Of these wireless communication systems, the WPAN and/or the sensor network in particular require ultra-small size, low power consumption and low cost in addition to effective communication performance. Thus, it is difficult to apply high-capacity, high-cost equipment and components used in the existing cellular communication systems or WLAN systems to the wireless communication systems such as the WPAN. Conversely, in case of adopting low-cost components to reduce the cost, there may be large phase or frequency offsets occurring in the receiver, thus requiring a solution therefor.
Therefore, there should be researched and developed a demodulator which performs well without needing expensive equipments or products in a communication system environment. In particular, a receiver for receiving OQPSK symbol packets needs to execute symbol synchronization more accurately.
FIG. 1 is a block diagram illustrating a conventional OQPSK demodulator.

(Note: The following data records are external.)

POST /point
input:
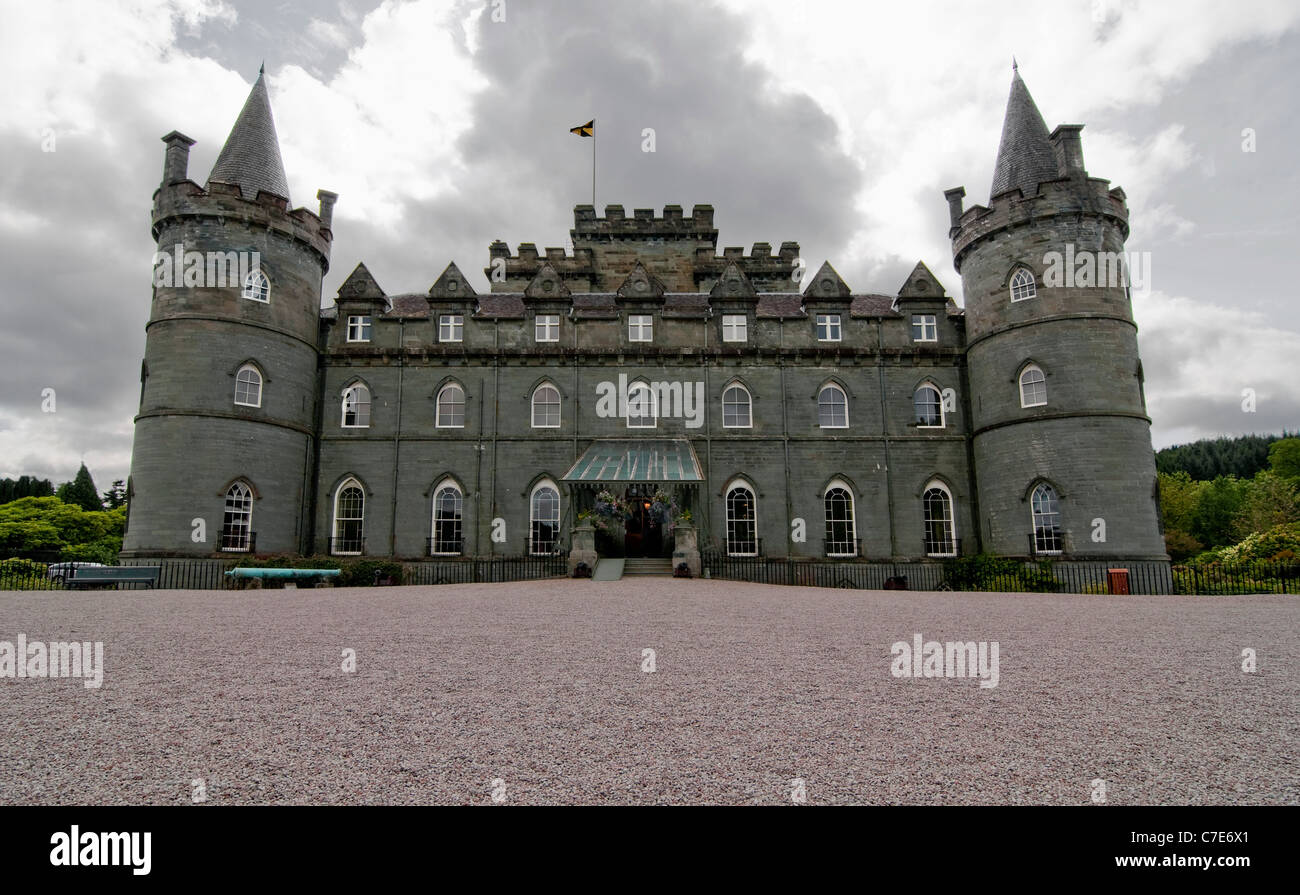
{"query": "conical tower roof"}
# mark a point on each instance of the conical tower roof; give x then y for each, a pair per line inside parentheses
(251, 154)
(1025, 156)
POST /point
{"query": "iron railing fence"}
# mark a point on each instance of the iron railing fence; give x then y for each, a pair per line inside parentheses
(1012, 575)
(211, 574)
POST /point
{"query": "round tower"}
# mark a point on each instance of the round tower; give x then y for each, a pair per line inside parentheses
(226, 427)
(1061, 440)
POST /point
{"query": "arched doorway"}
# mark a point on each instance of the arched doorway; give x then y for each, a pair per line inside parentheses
(644, 531)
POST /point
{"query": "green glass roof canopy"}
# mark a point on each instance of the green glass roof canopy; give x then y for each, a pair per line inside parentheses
(637, 461)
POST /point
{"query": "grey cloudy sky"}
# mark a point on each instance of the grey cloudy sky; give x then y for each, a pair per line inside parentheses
(833, 124)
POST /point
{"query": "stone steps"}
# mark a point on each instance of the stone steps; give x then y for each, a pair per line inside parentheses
(648, 566)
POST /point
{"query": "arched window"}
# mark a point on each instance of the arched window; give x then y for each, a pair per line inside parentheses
(451, 407)
(832, 407)
(736, 407)
(1047, 519)
(546, 407)
(1034, 387)
(256, 286)
(937, 509)
(930, 407)
(841, 537)
(356, 407)
(741, 522)
(449, 506)
(237, 519)
(1022, 285)
(248, 387)
(642, 413)
(349, 519)
(544, 519)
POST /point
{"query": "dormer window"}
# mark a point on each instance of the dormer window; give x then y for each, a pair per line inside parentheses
(451, 328)
(828, 327)
(1023, 286)
(256, 286)
(358, 328)
(640, 328)
(924, 328)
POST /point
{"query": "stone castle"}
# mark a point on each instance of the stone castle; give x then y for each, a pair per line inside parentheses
(791, 415)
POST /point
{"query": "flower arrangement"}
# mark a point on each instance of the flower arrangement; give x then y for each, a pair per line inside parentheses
(611, 513)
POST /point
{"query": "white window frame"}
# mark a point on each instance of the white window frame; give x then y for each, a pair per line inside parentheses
(451, 328)
(928, 323)
(748, 405)
(1047, 515)
(636, 388)
(447, 484)
(853, 518)
(241, 380)
(350, 389)
(557, 403)
(256, 286)
(735, 328)
(843, 394)
(833, 324)
(739, 484)
(438, 416)
(950, 506)
(359, 327)
(533, 520)
(546, 328)
(1022, 285)
(640, 327)
(334, 528)
(1041, 381)
(242, 509)
(939, 396)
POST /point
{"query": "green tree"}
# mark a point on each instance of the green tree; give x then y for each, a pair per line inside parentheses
(116, 496)
(1216, 511)
(1268, 501)
(1179, 496)
(1285, 458)
(81, 492)
(47, 524)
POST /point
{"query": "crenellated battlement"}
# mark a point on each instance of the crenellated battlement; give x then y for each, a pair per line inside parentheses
(268, 211)
(1069, 195)
(680, 250)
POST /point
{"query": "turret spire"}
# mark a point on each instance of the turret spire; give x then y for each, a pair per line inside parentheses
(1025, 156)
(251, 154)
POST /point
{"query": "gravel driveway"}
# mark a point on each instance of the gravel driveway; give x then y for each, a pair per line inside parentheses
(536, 694)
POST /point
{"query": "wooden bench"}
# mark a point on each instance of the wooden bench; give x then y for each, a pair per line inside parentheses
(289, 575)
(99, 575)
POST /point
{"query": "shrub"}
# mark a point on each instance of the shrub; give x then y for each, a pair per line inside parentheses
(363, 573)
(1181, 545)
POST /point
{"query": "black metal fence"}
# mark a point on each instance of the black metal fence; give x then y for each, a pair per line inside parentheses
(209, 574)
(1012, 575)
(493, 569)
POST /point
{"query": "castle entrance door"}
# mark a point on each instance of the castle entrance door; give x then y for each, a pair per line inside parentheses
(644, 532)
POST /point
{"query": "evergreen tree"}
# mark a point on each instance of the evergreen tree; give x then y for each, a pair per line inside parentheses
(81, 492)
(115, 496)
(1285, 458)
(14, 489)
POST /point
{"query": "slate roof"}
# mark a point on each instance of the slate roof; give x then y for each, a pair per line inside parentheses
(408, 305)
(872, 305)
(685, 305)
(780, 305)
(599, 306)
(501, 306)
(251, 154)
(1025, 155)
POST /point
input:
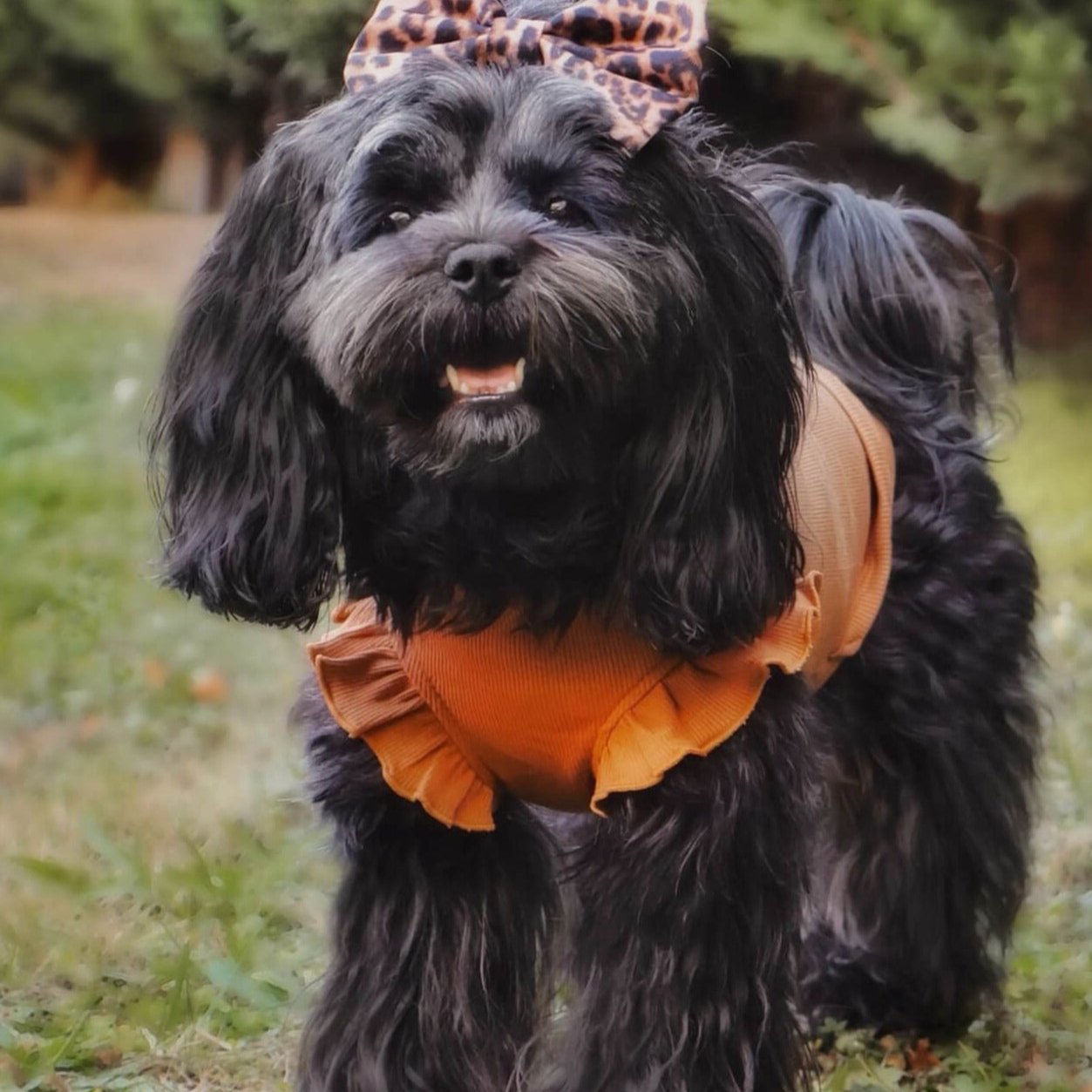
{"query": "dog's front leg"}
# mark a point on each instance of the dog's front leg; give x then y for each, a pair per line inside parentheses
(439, 937)
(690, 915)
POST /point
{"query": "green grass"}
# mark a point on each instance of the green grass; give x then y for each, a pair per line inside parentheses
(162, 887)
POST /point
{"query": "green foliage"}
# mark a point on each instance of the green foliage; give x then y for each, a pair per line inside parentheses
(995, 92)
(85, 68)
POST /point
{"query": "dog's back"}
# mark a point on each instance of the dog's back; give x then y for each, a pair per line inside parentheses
(922, 862)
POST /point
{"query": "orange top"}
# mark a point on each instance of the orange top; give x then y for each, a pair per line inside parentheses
(566, 721)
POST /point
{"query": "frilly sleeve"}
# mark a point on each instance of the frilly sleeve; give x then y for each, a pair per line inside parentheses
(698, 704)
(366, 688)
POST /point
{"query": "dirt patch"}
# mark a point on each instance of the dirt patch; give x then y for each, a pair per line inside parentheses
(125, 258)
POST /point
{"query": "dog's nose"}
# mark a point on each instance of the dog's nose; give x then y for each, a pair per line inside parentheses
(483, 271)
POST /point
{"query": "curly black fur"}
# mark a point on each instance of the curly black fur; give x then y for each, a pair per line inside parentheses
(440, 937)
(668, 306)
(923, 862)
(690, 898)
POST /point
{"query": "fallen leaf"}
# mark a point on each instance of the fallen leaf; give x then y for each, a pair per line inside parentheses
(11, 1067)
(90, 728)
(894, 1060)
(156, 674)
(208, 686)
(920, 1057)
(108, 1057)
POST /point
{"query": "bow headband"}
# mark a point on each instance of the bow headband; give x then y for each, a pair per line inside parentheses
(642, 56)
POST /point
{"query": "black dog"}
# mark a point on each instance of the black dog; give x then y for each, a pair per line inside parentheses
(858, 853)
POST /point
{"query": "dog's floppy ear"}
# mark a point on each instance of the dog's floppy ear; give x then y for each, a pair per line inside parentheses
(249, 487)
(710, 553)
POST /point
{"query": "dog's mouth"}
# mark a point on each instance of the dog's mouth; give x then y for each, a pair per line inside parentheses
(484, 376)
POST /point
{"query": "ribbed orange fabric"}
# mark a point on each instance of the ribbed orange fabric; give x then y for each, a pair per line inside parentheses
(566, 721)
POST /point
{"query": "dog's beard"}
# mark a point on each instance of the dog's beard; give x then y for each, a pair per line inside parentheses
(383, 329)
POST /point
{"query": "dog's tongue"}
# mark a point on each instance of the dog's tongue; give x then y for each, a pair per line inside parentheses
(500, 380)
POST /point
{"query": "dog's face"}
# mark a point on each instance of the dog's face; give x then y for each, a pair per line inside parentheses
(453, 329)
(493, 281)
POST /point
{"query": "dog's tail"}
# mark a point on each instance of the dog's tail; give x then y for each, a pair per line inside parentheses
(894, 298)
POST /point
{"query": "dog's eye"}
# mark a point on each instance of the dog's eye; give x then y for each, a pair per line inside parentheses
(565, 211)
(397, 219)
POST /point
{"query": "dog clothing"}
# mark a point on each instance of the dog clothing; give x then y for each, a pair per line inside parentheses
(641, 56)
(565, 721)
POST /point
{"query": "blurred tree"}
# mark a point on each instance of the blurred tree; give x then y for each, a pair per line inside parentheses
(998, 93)
(118, 72)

The conventional OQPSK demodulator shown in FIG. 1 includes an A/D converter (ADC) 10, a multiple differentiator 20, a symbol synchronization estimator 30, a frequency offset estimator 40 and a correlator 50. The ADC 10 converts an Intermediate Frequency (IF) signal of a receiver into a digital signal Ir and Qr, and the multiple differentiator 20 differentiates the digital signal Ir and Qr from the ADC 10 to minimize the influence of noise in producing a correlation value. The symbol synchronization estimator 30 executes self-correlation for the differentiated signal IrD and QrD from the multiple differentiator 20 to estimate symbol synchronization. The frequency offset estimator 40 estimates frequency offset for the differentiated signal IrD and QrD from the multiple differentiator 20 using a symbol synchronization signal Ts of the symbol synchronization estimator 30. The correlator 50 detects a symbol based on the correlation value of the differentiated signal IrD and QrD from the multiple differentiator 20, in synchronization with the symbol synchronization signal Ts and the frequency offset signal Fo.
The correlator 50 includes a multiplier 51, a maximum value detector 52 and a symbol detector 53. The multiplier 51 operates in synchronization with the symbol synchronization signal Ts and the frequency offset signal Fo, and correlates the differentiated signal IrD and QrD from the multiple differentiator 20 with a reference signal of each of PN sequences to output correlation values for chip signals. The maximum value detector 52 adds up the individual correlation values of the chip signals for each PN sequence, and finds the greatest correlation value out of the added correlation values. The symbol detector 53 detects a symbol that corresponds to the greatest correlation value detected by the maximum correlation value detector 52.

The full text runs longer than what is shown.